Recently I have come across a number of instances when I have needed to perform searches across data cached in memory. Standard cache implementations, however do not provide anything more than basic key-value lookups, which is a bit of a pain. One of my colleagues came up with a clever solution to this – keeping a seperate data structure in memory that acts as an index specific to the search at hand. Ehcache provides callback hooks that can be triggered when an object is about to be evicted. This way you can delete the object from the index when the eviction policy says that it’s time to go.
It’s a neat idea to get around the immediate requirement, but I am not convinced that it is the way to be doing things. The need to create supporting data structures and manage them on a per-search basis smells in a big way. Ideally what you want is a proper, searchable, in-memory database, like JavaDB/Derby/Cloudscape but without the hassle of needing to do O-R mapping on arbitrary pojos (updated: Berkely DB comes pretty close). So this has got me thinking that perhaps OO databases are the way forward here.
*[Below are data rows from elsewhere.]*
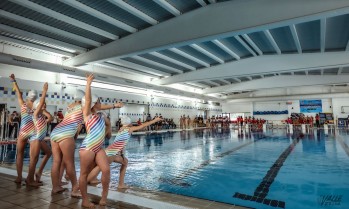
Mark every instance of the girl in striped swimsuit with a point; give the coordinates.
(90, 150)
(40, 123)
(63, 146)
(115, 151)
(26, 132)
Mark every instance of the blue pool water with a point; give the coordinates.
(271, 170)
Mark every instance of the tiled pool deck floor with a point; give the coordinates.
(19, 196)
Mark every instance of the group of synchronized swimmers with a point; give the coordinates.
(93, 159)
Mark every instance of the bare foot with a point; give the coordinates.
(18, 180)
(123, 186)
(58, 190)
(32, 184)
(94, 181)
(76, 194)
(38, 177)
(66, 177)
(103, 202)
(87, 204)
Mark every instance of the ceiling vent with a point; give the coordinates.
(128, 81)
(69, 70)
(23, 60)
(99, 76)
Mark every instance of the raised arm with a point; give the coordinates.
(48, 115)
(87, 107)
(136, 128)
(18, 92)
(42, 100)
(107, 128)
(113, 106)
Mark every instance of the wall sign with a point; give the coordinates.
(310, 106)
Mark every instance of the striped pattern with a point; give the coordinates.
(40, 127)
(27, 129)
(95, 127)
(119, 143)
(68, 127)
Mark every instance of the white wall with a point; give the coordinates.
(329, 105)
(169, 108)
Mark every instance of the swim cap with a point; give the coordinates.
(78, 95)
(36, 104)
(32, 95)
(94, 99)
(125, 120)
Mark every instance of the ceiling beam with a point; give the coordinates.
(188, 56)
(36, 46)
(296, 38)
(169, 7)
(64, 18)
(227, 23)
(142, 59)
(126, 69)
(254, 46)
(58, 44)
(84, 8)
(322, 34)
(280, 82)
(138, 67)
(224, 81)
(207, 53)
(167, 58)
(102, 74)
(267, 64)
(125, 6)
(236, 79)
(214, 84)
(272, 41)
(200, 85)
(245, 45)
(226, 49)
(201, 2)
(48, 28)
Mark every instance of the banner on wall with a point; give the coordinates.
(310, 106)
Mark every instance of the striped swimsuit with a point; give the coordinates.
(27, 129)
(119, 143)
(68, 127)
(40, 127)
(95, 128)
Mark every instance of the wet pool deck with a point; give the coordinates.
(19, 196)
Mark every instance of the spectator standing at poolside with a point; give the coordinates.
(317, 120)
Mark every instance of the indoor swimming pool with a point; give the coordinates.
(257, 170)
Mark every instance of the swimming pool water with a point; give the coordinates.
(258, 170)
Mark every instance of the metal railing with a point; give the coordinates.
(9, 131)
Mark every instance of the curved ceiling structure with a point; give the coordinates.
(221, 48)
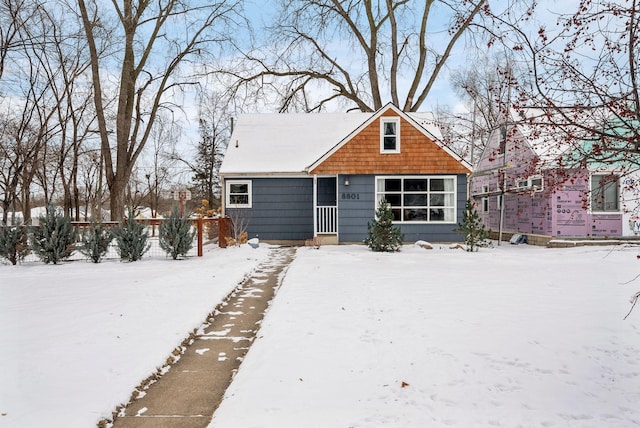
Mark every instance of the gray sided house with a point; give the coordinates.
(288, 178)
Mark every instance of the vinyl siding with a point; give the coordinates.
(357, 205)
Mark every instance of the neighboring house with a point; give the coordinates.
(293, 177)
(544, 196)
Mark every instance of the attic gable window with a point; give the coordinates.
(503, 140)
(419, 199)
(238, 194)
(390, 135)
(605, 195)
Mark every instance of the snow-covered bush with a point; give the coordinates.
(382, 234)
(176, 236)
(14, 243)
(132, 239)
(54, 239)
(475, 234)
(95, 242)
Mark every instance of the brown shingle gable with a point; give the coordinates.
(419, 154)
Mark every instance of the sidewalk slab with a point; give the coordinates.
(188, 394)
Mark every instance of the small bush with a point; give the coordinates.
(132, 239)
(383, 236)
(95, 242)
(176, 236)
(475, 234)
(54, 240)
(14, 243)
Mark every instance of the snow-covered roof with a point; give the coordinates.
(542, 139)
(290, 143)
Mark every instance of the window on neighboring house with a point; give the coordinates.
(239, 194)
(503, 140)
(419, 199)
(604, 193)
(390, 135)
(536, 183)
(485, 200)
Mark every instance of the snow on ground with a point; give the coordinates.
(510, 336)
(77, 338)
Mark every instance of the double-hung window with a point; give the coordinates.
(238, 194)
(605, 195)
(390, 135)
(419, 199)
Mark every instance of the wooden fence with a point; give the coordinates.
(220, 226)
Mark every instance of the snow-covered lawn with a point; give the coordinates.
(509, 336)
(77, 338)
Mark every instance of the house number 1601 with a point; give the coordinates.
(351, 196)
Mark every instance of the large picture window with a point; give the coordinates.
(238, 194)
(604, 193)
(419, 199)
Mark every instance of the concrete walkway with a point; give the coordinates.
(188, 394)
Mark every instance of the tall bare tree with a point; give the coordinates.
(156, 41)
(363, 52)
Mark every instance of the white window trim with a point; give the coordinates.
(395, 120)
(485, 200)
(228, 184)
(428, 177)
(590, 184)
(536, 177)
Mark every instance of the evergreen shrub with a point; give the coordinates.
(95, 242)
(14, 243)
(132, 239)
(474, 232)
(382, 235)
(176, 235)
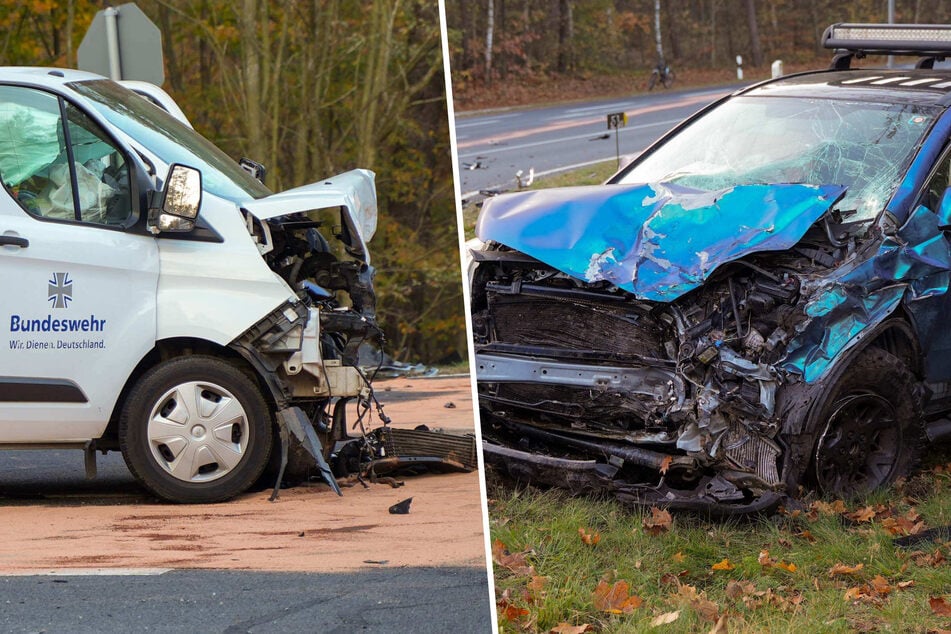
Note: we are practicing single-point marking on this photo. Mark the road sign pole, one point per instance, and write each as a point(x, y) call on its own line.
point(617, 146)
point(616, 121)
point(111, 15)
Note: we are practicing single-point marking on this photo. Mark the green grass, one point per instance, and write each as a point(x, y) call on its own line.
point(666, 570)
point(672, 571)
point(591, 175)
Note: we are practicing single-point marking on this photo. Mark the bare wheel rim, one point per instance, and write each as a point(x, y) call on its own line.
point(860, 446)
point(198, 432)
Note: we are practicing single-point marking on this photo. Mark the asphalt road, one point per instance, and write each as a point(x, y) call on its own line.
point(494, 145)
point(400, 600)
point(437, 599)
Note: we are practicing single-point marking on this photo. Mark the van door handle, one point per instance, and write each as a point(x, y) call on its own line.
point(14, 241)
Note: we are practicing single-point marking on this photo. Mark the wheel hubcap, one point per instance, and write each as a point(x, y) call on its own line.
point(198, 431)
point(859, 448)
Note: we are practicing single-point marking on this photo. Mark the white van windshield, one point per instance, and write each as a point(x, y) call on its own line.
point(169, 139)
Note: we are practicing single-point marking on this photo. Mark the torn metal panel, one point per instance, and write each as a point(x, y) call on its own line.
point(658, 241)
point(911, 265)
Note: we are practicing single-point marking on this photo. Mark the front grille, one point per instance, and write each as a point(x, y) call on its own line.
point(574, 325)
point(417, 443)
point(759, 455)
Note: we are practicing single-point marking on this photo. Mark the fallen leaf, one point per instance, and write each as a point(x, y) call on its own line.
point(537, 584)
point(591, 539)
point(509, 610)
point(723, 565)
point(665, 464)
point(720, 626)
point(737, 589)
point(567, 628)
point(908, 524)
point(857, 593)
point(615, 599)
point(659, 522)
point(940, 606)
point(807, 535)
point(842, 569)
point(665, 618)
point(866, 514)
point(768, 562)
point(708, 610)
point(515, 562)
point(880, 585)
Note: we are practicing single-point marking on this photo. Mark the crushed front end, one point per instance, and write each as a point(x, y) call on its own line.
point(315, 238)
point(660, 390)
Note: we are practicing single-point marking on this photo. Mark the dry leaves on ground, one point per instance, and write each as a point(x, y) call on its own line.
point(514, 562)
point(659, 522)
point(768, 562)
point(940, 606)
point(591, 539)
point(616, 598)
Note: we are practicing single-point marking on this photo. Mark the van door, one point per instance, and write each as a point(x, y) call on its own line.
point(78, 309)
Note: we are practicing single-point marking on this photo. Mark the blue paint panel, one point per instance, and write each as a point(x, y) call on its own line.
point(658, 241)
point(912, 265)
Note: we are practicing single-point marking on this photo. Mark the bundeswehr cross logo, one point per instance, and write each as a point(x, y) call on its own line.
point(60, 290)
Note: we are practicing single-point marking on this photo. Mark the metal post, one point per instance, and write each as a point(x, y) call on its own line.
point(112, 42)
point(891, 20)
point(617, 146)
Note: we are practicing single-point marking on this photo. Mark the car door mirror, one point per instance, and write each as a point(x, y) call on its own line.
point(175, 208)
point(944, 210)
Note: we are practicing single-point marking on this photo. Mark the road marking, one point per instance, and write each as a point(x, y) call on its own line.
point(472, 124)
point(575, 137)
point(86, 572)
point(518, 134)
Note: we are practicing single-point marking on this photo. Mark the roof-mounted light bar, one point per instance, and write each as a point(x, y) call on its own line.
point(932, 41)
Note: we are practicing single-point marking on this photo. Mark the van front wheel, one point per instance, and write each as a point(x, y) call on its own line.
point(195, 430)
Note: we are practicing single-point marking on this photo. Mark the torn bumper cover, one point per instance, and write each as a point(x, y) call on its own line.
point(656, 364)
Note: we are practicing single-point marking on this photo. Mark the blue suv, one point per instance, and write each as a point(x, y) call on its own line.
point(755, 305)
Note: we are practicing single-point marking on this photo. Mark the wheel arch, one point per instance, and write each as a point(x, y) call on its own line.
point(172, 348)
point(800, 404)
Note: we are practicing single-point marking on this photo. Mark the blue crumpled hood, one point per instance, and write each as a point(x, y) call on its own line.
point(658, 241)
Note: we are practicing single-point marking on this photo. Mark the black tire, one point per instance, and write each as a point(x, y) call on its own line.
point(195, 430)
point(870, 431)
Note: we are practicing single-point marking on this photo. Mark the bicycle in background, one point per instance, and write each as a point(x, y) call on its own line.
point(662, 73)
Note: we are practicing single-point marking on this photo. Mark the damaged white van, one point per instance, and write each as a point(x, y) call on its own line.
point(161, 301)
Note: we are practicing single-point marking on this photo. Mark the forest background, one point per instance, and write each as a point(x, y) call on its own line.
point(517, 52)
point(311, 89)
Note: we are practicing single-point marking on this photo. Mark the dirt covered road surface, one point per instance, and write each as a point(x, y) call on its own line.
point(83, 526)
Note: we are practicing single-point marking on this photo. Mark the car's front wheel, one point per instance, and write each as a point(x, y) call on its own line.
point(195, 429)
point(870, 429)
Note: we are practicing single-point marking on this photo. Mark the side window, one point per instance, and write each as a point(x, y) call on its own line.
point(70, 172)
point(102, 175)
point(939, 182)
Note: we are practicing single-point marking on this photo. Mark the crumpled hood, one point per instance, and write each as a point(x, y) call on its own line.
point(658, 241)
point(353, 190)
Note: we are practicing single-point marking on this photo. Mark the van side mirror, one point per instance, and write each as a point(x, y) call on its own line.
point(175, 208)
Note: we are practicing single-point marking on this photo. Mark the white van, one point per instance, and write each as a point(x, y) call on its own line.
point(159, 300)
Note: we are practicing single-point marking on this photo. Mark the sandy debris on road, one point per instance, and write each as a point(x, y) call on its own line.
point(306, 529)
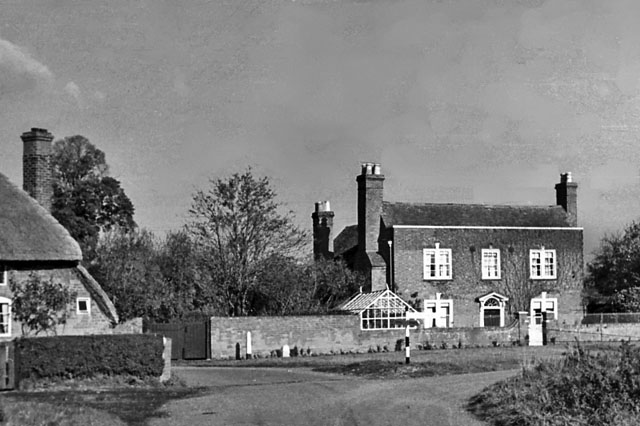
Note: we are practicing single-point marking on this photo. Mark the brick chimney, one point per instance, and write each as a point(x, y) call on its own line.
point(36, 166)
point(322, 230)
point(567, 197)
point(370, 192)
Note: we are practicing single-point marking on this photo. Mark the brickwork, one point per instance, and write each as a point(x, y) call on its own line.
point(36, 171)
point(593, 332)
point(467, 283)
point(370, 193)
point(338, 333)
point(77, 324)
point(322, 219)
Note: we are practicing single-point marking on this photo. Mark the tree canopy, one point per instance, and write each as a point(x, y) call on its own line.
point(613, 276)
point(86, 200)
point(239, 224)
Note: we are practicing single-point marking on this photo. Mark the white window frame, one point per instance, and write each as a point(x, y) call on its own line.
point(438, 313)
point(539, 268)
point(5, 317)
point(499, 303)
point(442, 269)
point(488, 268)
point(87, 300)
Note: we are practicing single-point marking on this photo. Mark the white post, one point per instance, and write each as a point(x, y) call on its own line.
point(407, 346)
point(248, 345)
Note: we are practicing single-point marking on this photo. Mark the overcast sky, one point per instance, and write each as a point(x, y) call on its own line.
point(460, 101)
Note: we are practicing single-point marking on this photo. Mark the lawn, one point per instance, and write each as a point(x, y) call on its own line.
point(121, 404)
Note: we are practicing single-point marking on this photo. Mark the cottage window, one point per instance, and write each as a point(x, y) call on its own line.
point(490, 264)
point(83, 306)
point(437, 263)
point(543, 263)
point(5, 317)
point(388, 312)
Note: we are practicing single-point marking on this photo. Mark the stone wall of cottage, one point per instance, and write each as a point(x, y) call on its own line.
point(77, 324)
point(467, 283)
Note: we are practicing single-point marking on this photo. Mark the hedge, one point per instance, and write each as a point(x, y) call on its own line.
point(138, 355)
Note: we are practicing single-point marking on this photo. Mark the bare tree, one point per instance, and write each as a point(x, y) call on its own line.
point(239, 224)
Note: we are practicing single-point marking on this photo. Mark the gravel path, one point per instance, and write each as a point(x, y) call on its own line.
point(271, 396)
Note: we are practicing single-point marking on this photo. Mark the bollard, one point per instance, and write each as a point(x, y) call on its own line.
point(407, 346)
point(248, 345)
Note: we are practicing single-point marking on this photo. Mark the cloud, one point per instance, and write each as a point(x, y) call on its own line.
point(19, 71)
point(73, 90)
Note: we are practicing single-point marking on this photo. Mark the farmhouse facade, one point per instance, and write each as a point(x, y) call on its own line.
point(462, 265)
point(33, 245)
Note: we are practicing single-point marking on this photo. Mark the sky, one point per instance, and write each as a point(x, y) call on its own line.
point(471, 101)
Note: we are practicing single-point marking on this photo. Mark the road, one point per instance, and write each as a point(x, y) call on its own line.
point(273, 396)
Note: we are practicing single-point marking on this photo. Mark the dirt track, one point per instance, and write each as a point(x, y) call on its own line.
point(248, 396)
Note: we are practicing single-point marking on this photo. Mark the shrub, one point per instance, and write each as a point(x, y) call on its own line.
point(138, 355)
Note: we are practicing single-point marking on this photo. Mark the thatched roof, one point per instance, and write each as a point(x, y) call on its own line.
point(28, 232)
point(98, 294)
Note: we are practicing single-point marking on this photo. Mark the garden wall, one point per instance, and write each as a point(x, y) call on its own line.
point(339, 333)
point(595, 332)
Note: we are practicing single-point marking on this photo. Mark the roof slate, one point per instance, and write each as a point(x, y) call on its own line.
point(473, 215)
point(28, 232)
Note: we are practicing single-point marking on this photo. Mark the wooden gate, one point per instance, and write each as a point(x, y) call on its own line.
point(7, 366)
point(189, 340)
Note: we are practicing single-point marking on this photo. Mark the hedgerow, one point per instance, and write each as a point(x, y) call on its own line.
point(137, 355)
point(582, 389)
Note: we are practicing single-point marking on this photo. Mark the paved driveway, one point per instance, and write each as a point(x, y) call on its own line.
point(272, 396)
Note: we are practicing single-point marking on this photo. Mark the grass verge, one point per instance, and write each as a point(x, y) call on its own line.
point(87, 404)
point(597, 387)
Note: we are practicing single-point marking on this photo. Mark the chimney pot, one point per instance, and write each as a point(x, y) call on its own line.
point(36, 165)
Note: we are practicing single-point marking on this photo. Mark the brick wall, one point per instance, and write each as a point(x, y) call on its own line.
point(336, 333)
point(594, 332)
point(467, 284)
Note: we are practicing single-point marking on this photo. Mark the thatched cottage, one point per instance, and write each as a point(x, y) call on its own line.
point(33, 243)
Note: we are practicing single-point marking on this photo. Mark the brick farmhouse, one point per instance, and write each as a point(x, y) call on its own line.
point(458, 265)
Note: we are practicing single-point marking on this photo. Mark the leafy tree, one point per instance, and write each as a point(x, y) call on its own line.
point(288, 286)
point(614, 273)
point(185, 278)
point(126, 268)
point(86, 200)
point(237, 222)
point(40, 305)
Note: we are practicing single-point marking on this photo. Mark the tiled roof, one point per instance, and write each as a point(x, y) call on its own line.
point(473, 215)
point(28, 231)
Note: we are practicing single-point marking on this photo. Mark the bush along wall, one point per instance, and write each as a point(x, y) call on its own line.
point(82, 357)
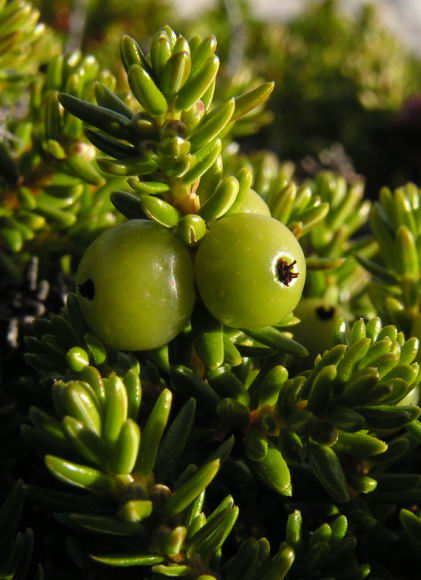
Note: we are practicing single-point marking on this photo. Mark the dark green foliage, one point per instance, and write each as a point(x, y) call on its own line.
point(227, 454)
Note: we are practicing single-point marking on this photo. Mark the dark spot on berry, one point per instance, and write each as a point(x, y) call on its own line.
point(325, 313)
point(284, 271)
point(87, 289)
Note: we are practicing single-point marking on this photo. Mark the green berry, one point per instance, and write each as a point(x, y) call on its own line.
point(250, 270)
point(318, 320)
point(135, 286)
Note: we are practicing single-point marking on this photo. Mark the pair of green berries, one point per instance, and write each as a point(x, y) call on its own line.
point(137, 282)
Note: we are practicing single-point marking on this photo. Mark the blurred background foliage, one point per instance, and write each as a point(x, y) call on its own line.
point(347, 89)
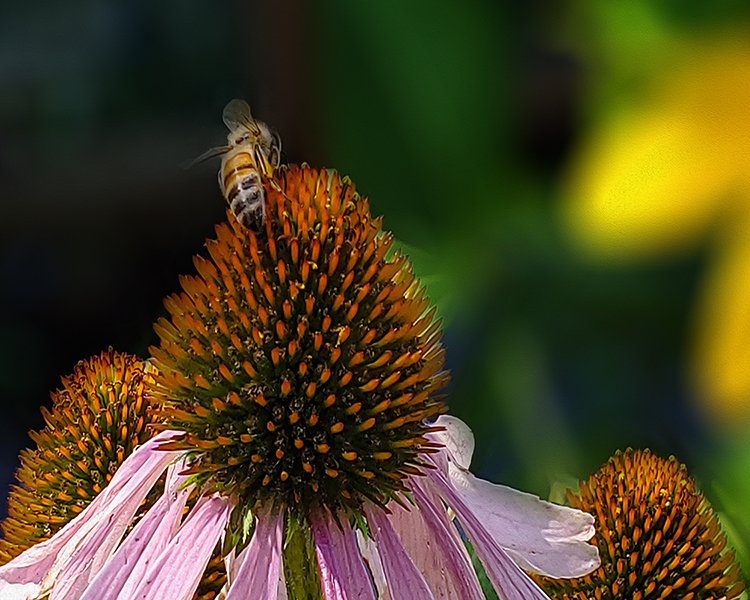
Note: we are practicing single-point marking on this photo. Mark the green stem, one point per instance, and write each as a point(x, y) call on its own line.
point(300, 563)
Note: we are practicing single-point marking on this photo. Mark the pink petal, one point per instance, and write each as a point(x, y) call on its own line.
point(432, 541)
point(149, 537)
point(176, 572)
point(342, 572)
point(369, 552)
point(19, 591)
point(66, 560)
point(404, 580)
point(457, 439)
point(256, 569)
point(507, 578)
point(540, 536)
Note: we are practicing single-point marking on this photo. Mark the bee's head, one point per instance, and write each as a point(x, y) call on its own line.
point(240, 136)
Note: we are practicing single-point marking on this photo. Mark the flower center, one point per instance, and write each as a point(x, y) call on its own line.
point(301, 362)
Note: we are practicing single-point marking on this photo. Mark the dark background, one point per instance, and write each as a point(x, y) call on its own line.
point(456, 119)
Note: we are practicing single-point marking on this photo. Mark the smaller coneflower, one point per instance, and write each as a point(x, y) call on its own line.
point(98, 417)
point(299, 382)
point(656, 533)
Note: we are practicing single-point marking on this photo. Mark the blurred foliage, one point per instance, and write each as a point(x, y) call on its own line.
point(480, 130)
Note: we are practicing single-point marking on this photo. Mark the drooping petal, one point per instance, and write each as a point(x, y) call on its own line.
point(176, 572)
point(507, 578)
point(255, 572)
point(404, 579)
point(540, 536)
point(68, 560)
point(149, 537)
point(435, 547)
point(343, 573)
point(19, 591)
point(369, 552)
point(457, 438)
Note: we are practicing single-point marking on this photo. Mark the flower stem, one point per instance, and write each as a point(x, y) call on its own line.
point(300, 563)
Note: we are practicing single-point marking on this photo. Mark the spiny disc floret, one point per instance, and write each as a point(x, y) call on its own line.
point(656, 533)
point(98, 416)
point(301, 361)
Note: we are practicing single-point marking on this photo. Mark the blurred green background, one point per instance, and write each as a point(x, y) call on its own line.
point(568, 177)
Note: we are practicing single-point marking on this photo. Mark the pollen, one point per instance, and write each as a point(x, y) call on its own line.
point(657, 536)
point(298, 341)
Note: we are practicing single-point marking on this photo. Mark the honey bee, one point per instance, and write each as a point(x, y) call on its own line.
point(253, 152)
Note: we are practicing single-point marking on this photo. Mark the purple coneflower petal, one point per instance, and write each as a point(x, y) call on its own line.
point(343, 573)
point(177, 570)
point(65, 563)
point(255, 572)
point(404, 579)
point(540, 536)
point(435, 547)
point(369, 552)
point(507, 578)
point(125, 570)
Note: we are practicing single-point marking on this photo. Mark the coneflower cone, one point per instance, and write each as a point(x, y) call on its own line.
point(657, 535)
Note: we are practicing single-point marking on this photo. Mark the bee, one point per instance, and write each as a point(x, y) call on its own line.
point(252, 153)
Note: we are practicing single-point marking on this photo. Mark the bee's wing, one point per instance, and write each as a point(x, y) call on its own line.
point(237, 114)
point(210, 153)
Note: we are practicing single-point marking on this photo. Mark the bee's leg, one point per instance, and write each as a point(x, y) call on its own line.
point(221, 182)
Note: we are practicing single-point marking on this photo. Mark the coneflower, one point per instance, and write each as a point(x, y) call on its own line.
point(98, 417)
point(657, 536)
point(298, 386)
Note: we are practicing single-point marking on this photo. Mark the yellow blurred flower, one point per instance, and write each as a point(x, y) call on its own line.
point(669, 171)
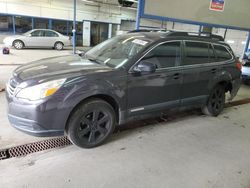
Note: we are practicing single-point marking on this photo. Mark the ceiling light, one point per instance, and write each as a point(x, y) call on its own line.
point(230, 41)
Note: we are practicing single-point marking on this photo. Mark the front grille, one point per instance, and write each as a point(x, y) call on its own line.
point(11, 86)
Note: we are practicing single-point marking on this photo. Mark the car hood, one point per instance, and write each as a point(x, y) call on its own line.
point(58, 66)
point(245, 70)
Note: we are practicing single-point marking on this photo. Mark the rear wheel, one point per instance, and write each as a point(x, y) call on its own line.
point(216, 101)
point(58, 46)
point(91, 124)
point(18, 44)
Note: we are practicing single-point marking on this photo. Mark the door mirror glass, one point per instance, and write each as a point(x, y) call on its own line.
point(81, 53)
point(146, 67)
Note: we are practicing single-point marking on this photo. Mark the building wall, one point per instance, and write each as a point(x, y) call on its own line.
point(63, 9)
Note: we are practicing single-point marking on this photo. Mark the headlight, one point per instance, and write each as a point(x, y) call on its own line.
point(40, 91)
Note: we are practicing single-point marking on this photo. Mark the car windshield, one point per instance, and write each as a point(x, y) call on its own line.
point(116, 51)
point(26, 33)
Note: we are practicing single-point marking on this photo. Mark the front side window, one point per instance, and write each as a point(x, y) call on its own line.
point(50, 34)
point(116, 51)
point(222, 53)
point(37, 33)
point(165, 55)
point(196, 53)
point(212, 56)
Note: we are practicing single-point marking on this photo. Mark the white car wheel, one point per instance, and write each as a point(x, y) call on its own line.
point(18, 44)
point(59, 46)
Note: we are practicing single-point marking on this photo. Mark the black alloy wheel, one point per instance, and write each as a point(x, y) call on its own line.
point(91, 124)
point(216, 101)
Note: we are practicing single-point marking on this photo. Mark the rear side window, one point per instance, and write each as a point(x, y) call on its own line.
point(165, 55)
point(37, 33)
point(196, 53)
point(222, 53)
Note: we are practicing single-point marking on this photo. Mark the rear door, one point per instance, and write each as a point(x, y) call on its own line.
point(197, 71)
point(50, 38)
point(159, 90)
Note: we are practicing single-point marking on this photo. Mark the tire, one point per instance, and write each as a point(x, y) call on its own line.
point(18, 44)
point(216, 101)
point(58, 46)
point(91, 124)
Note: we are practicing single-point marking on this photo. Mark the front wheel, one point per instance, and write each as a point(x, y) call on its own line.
point(91, 124)
point(18, 44)
point(58, 46)
point(216, 101)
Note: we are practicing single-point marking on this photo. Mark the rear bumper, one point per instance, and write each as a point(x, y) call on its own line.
point(245, 77)
point(32, 127)
point(235, 88)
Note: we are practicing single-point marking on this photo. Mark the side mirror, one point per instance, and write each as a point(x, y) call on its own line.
point(145, 67)
point(80, 53)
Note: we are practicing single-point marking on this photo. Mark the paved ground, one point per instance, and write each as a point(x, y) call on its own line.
point(192, 152)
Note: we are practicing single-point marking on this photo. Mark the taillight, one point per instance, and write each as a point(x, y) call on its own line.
point(238, 65)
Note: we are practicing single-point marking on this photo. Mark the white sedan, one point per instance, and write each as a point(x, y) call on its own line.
point(38, 38)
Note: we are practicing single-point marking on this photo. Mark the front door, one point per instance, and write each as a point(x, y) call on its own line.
point(197, 71)
point(36, 39)
point(149, 92)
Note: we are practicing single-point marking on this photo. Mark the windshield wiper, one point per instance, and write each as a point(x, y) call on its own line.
point(94, 60)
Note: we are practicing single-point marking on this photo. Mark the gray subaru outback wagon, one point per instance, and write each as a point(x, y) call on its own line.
point(128, 77)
The last I heard of people I knew doing anything with them was nearly a decade ago, and the problems around their management were highlighted in my databases subject at university. Basically “don’t go there” was the general advice. I don’t know that the arguments around them apply any more. Integration databases (for people poking around in your data *ugh*) aren’t as common these days thanks to a better awareness of integration options (Martin Fowler wrote about this recently). I suspect management tools have gotten better over a decade. If not, it won’t be long until scaffolding via Grails takes care of the mundane stuff for DB4O at least. Steve Zara writes about this on his blog. Steve also discusses using DB4O as a cache. It’s definitely worth taking a look at, especially as to how it might hook in with eviction policies. Perhaps used hand in hand with the callback hook technique above? DB4O might just be the peanut butter to Ehcache’s chocolate.